Oh my dear Christ, it finally happened. Normally I never take the time to dislike any YouTube videos. Different strokes for different folks, I guess. But my hatred for brokencyde is so intense that I had to take the time to go out of my comfort zone here at SS.org and lift a finger to dislike them all. My God in Heaven, I hate those ass-clowns.

In other news, I bring forth more epic lulz. Incidentally they are also from Immortal.



Crabwalk ist krieg.


----------



## piggins411 (Nov 3, 2011)

It astounds me that these are the same bands:


----------



## GuitaristOfHell (Nov 3, 2011)

leandroab said:


> Disneycore.



Did somebody say Disneycore!?
 
Miley Cyrus-The Climb (Metal Version) - YouTube


----------



## DraggAmps (Nov 3, 2011)

FatKol said:


> Though I think that "Freaxxx" is more hilarious... Next time I'm flirting with a girl, I just scream in her face - the succes will be 100% guaranteed.




I can't believe the bit of fame that these guys have achieved. My band played many, many gigs with Brokencyde when they were mostly just a local band.
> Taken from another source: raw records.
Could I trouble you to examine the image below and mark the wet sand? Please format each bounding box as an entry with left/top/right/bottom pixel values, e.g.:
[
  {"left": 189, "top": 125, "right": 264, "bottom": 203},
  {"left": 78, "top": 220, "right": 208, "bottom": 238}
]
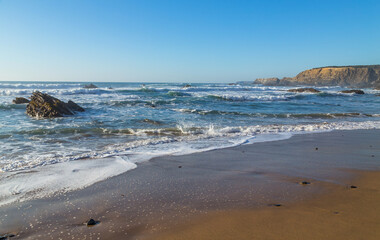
[
  {"left": 152, "top": 170, "right": 380, "bottom": 240},
  {"left": 0, "top": 129, "right": 379, "bottom": 239}
]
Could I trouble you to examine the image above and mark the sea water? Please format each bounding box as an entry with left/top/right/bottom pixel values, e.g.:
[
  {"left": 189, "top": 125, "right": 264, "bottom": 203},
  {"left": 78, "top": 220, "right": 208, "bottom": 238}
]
[{"left": 0, "top": 81, "right": 379, "bottom": 206}]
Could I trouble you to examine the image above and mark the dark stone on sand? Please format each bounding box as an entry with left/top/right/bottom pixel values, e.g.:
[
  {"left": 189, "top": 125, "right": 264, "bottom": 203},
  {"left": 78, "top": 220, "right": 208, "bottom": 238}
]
[
  {"left": 371, "top": 155, "right": 375, "bottom": 157},
  {"left": 300, "top": 181, "right": 311, "bottom": 185},
  {"left": 83, "top": 83, "right": 98, "bottom": 89},
  {"left": 87, "top": 219, "right": 98, "bottom": 226},
  {"left": 350, "top": 185, "right": 358, "bottom": 189},
  {"left": 339, "top": 89, "right": 365, "bottom": 94},
  {"left": 315, "top": 147, "right": 318, "bottom": 150},
  {"left": 12, "top": 97, "right": 30, "bottom": 104},
  {"left": 287, "top": 88, "right": 320, "bottom": 93},
  {"left": 178, "top": 166, "right": 182, "bottom": 168},
  {"left": 268, "top": 204, "right": 282, "bottom": 207},
  {"left": 26, "top": 91, "right": 85, "bottom": 118},
  {"left": 0, "top": 234, "right": 15, "bottom": 239}
]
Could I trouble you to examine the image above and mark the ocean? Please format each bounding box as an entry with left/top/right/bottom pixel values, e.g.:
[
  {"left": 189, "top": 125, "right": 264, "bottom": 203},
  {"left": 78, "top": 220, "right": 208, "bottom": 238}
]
[{"left": 1, "top": 81, "right": 379, "bottom": 206}]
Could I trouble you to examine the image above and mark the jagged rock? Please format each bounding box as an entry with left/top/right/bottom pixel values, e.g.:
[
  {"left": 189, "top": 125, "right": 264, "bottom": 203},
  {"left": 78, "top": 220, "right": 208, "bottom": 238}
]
[
  {"left": 26, "top": 91, "right": 85, "bottom": 118},
  {"left": 67, "top": 100, "right": 85, "bottom": 112},
  {"left": 12, "top": 97, "right": 30, "bottom": 104},
  {"left": 288, "top": 88, "right": 320, "bottom": 93},
  {"left": 83, "top": 84, "right": 98, "bottom": 89},
  {"left": 182, "top": 84, "right": 191, "bottom": 88},
  {"left": 339, "top": 90, "right": 365, "bottom": 94}
]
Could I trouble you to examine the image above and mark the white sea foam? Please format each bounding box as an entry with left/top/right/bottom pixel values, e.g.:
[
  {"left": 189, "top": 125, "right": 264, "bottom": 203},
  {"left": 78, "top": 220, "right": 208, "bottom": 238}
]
[
  {"left": 0, "top": 156, "right": 136, "bottom": 206},
  {"left": 0, "top": 120, "right": 379, "bottom": 206}
]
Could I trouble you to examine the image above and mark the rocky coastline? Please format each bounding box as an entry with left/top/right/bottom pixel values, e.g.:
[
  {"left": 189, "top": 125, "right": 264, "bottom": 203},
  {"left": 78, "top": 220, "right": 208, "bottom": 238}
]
[{"left": 253, "top": 65, "right": 380, "bottom": 88}]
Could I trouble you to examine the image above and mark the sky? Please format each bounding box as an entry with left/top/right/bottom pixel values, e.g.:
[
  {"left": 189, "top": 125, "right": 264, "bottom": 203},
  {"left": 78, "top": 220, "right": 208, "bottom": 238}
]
[{"left": 0, "top": 0, "right": 379, "bottom": 83}]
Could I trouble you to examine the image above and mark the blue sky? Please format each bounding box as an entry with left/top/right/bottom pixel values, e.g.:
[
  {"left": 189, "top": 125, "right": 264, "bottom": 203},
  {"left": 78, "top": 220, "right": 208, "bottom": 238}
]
[{"left": 0, "top": 0, "right": 379, "bottom": 82}]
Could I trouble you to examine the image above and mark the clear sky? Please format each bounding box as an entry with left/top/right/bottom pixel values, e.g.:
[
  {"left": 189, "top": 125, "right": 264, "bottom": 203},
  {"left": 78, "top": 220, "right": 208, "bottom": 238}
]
[{"left": 0, "top": 0, "right": 379, "bottom": 82}]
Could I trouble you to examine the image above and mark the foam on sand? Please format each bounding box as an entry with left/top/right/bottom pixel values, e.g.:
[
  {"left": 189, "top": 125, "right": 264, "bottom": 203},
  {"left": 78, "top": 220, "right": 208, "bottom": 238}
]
[{"left": 0, "top": 156, "right": 136, "bottom": 207}]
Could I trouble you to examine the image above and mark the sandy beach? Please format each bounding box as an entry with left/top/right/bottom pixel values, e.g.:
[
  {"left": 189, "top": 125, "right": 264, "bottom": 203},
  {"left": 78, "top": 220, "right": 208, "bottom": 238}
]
[
  {"left": 2, "top": 1, "right": 379, "bottom": 239},
  {"left": 1, "top": 129, "right": 379, "bottom": 239}
]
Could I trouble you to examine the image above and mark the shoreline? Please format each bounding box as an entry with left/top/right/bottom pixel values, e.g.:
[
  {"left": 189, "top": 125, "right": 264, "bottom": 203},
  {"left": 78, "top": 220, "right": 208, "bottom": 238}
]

I can't believe the following they got on the internet. My band and all of the other _actual_ bands that played with them too thought they were horrible, but they _did_ draw a lot of girls to shows.


----------



## GSingleton (Nov 3, 2011)

Defiler was hard as shit. but gawd...that kid's face. ALSO, the drummer is super relaxed like...too much. 

That singers mouth is not matching what I hear either.


----------



## FatKol (Nov 4, 2011)

DraggAmps said:


> I can't believe the bit of fame that these guys have achieved. My band played many, many gigs with Brokencyde when they were mostly just a local band. I can't believe the following they got on the internet. My band and all of the other _actual_ bands that played with them too thought they were horrible, but they _did_ draw a lot of girls to shows.



Can't belive it. Anyone know _why_ they are so famous? I mean listen to the music... oh.. well it sounds like 99% of todays pop music - that's _why_.


----------



## CyborgSlunk (Nov 4, 2011)

FatKol said:


> Can't belive it. Anyone know _why_ they are so famous? I mean listen to the music... oh.. well it sounds like 99% of todays pop music - that's _why_.



A class mate of mine actually listens to them seriously and thinks they´re cool. Typical scene kid.


----------



## HeHasTheJazzHands (Nov 4, 2011)

FatKol said:


>




That doesn't make me laugh, it makes me sad. I can't use my ears anymore.


----------



## FatKol (Nov 4, 2011)

CyborgSlunk said:


> A class mate of mine actually listens to them seriously and thinks they´re cool. Typical scene kid.



I don't wanna flame him or that band, everybody should listen to what they likes, but seriously, how can anybody listen to this?


----------



## Scar Symmetry (Nov 4, 2011)

I actually LOVE CNCC, no joke.


----------



## matt397 (Nov 4, 2011)

I paused Eden 2.0 for this....

So many things going just the way they should in metal. And then you have bands like this filling in the other end of the spectrum.


----------



## poisonelvis (Nov 4, 2011)

i thought i had reached a point in my life where i was ok with stupid stuff not bothering me,and then i watched this fucking video,now i must find this band,invade their 'hood,beat them all savagly,take all their killer gear(they don't deserve it if this is the shit they play),fuck all the girls in said video(we all know those dudes are gay as gay gets)and then have my band play till they all bleed out of all their orfices...oh and we know those posers were not drinking beer!!!damn this shit pisses me off!!


----------



## Scar Symmetry (Nov 4, 2011)

FatKol said:


> I don't wanna flame him or that band, everybody should listen to what they likes, but seriously, how can anybody listen to this?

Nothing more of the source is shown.